Two of Kimmeridge’s recent whitepapers focused on the need for consolidation in the upstream industry; their most recent focused on natural gas demand expansion from data centers – assuming those are their current “internal themes” – consolidating the gas producers in the Pouce Coupe/Valhalla area would be a logical motion for their activist fund. In the short-term, we think that Kimmeridge will focus on expelling Entropy from the Advantage umbrella, a move that we would see as positive – then perhaps pushing for further consolidation of Advantage’s operating area, which may be done ultimately by an Advantage acquirer. The pro forma consolidated company would have ~600K undeveloped prospective acres in the Lower Montney, ~750K in the Middle, and ~200K in the Upper Montney for over 1.5MM bench-acres. Truly massive. The combined entity, which would have an EV of $8.5Bn (US$6.3Bn), would produce ~270MBOE/d, and generate >$2Bn in FFO annually. The size of the pro forma company would still be smaller than most US-focused SMID-cap E&Ps, yet have an inventory footprint larger than all the US SMIDs. We like the idea of E&Ps that have mostly ramped through their value creation via growth phase to work towards relevance through increased scale.

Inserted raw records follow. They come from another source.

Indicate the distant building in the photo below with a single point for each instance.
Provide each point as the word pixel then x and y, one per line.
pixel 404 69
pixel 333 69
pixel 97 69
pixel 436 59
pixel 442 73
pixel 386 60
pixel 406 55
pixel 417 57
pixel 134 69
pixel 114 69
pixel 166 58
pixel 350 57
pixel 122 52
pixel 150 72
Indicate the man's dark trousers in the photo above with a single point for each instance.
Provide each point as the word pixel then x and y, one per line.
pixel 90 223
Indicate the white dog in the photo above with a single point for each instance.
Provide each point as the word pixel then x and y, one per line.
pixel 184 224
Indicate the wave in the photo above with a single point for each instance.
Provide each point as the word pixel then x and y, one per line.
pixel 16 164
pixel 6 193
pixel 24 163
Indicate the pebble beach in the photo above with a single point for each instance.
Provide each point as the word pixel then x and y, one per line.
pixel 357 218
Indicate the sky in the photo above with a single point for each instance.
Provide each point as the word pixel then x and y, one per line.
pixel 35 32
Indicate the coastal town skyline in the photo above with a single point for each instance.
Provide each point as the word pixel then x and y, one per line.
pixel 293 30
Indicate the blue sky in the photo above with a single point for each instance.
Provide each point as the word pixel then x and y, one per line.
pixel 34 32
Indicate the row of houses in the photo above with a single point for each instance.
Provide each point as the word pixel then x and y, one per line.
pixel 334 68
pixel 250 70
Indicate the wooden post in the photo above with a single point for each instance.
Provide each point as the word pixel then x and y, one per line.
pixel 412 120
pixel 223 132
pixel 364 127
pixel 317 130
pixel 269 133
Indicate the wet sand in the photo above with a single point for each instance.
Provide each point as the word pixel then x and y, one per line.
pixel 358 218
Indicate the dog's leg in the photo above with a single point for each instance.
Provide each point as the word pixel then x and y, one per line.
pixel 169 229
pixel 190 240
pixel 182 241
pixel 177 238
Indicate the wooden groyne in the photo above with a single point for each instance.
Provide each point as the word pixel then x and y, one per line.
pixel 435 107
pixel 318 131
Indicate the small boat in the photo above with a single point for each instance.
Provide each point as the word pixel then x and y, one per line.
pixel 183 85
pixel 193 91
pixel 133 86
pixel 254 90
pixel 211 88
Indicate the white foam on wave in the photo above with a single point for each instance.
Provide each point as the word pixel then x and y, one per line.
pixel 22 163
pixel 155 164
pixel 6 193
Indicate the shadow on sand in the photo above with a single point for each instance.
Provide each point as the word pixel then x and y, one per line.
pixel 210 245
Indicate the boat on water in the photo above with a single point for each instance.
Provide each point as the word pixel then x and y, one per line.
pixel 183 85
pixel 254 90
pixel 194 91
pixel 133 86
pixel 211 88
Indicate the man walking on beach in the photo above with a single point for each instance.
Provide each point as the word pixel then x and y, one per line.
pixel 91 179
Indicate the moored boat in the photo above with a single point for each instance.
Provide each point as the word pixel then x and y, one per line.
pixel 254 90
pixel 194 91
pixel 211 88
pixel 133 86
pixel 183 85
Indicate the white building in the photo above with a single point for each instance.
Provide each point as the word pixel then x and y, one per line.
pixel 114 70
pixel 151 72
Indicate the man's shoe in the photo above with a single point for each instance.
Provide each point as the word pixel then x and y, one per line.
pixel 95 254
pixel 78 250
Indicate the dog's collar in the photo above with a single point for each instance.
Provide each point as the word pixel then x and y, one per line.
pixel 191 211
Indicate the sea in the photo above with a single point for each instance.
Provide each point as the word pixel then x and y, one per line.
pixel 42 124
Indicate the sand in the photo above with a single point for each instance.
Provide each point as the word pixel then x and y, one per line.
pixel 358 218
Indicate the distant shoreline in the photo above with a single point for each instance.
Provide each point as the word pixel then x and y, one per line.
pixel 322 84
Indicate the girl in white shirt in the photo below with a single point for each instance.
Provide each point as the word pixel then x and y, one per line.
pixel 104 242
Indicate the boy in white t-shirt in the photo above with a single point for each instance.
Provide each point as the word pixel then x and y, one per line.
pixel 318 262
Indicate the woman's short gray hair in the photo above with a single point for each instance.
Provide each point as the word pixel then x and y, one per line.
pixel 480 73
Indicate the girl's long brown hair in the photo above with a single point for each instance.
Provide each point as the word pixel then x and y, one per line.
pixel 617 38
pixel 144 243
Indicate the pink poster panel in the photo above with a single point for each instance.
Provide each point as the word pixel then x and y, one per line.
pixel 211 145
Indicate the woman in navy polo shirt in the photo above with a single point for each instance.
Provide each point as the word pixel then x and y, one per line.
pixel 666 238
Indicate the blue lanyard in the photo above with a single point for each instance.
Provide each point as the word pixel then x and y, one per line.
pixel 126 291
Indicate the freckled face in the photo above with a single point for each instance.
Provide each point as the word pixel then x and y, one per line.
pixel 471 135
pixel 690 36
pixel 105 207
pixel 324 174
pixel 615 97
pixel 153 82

If Kimmeridge leans on a sale – we believe that Advantage is a key opportunity for Tourmaline to continue their acquisition work and add very high-quality inventory supported by owned infrastructure below what they may consider a long-term NAV. Tourmaline should acquire Advantage. Taking a step back and appreciating that Tourmaline wants to add a 3rd decade of Tier 1 inventory into their portfolio – there are only 4 real ways to do that. Advantage, Birchcliff, Murphy, and Paramount. Paramount’s assets are too early-stage for Tourmaline, leaving Advantage an extremely key asset to adding that 3rd Tier 1 decade. We’d note that there are only 155K “transactable” acres in the BC Montney, while there are 550K transactable acres in Alberta (both figures excluding Advantage). Considering then, Tourmaline would need a platform acquisition to enter Alberta, Advantage makes a lot of sense. Tourmaline’s 3rd decade of inventory is not going to come from the Deep Basin, it must be in the Montney which is a more repeatable and consistently-improving resource. We estimate Tourmaline has 5,400 Montney locations, and Advantage has ~1,000. A 20% increase in Montney inventory is meaningful for Tourmaline and would be one part of the 3rd decade they are targeting, allowing Tourmaline to tuck in the balance of the independent E&Ps in the Valhalla and Pouce Coupe area. While we think Tourmaline can drive cost-structure improvements, we moreso see Advantage as an extremely attractive way to become a meaningful player in Alberta. Taking a step back from purchase price; Advantage has more proven Tier 1 inventory, more owned gas processing, and more production than Crew. We see >20 years of Tier 1+ inventory at Glacier on a maintenance budget that fits our “AECO Put” classification (i.e. is extremely dispatchable and deliverable) with achievable synergies in the Charlie Lake, and generally an updip Montney asset at Progress that fits into their existing Triassic oil footprint. Tourmaline can pay $2.6-$3.0Bn for Advantage and it would be equally as sensible, and long-term strategic, as the acquisition of Crew was.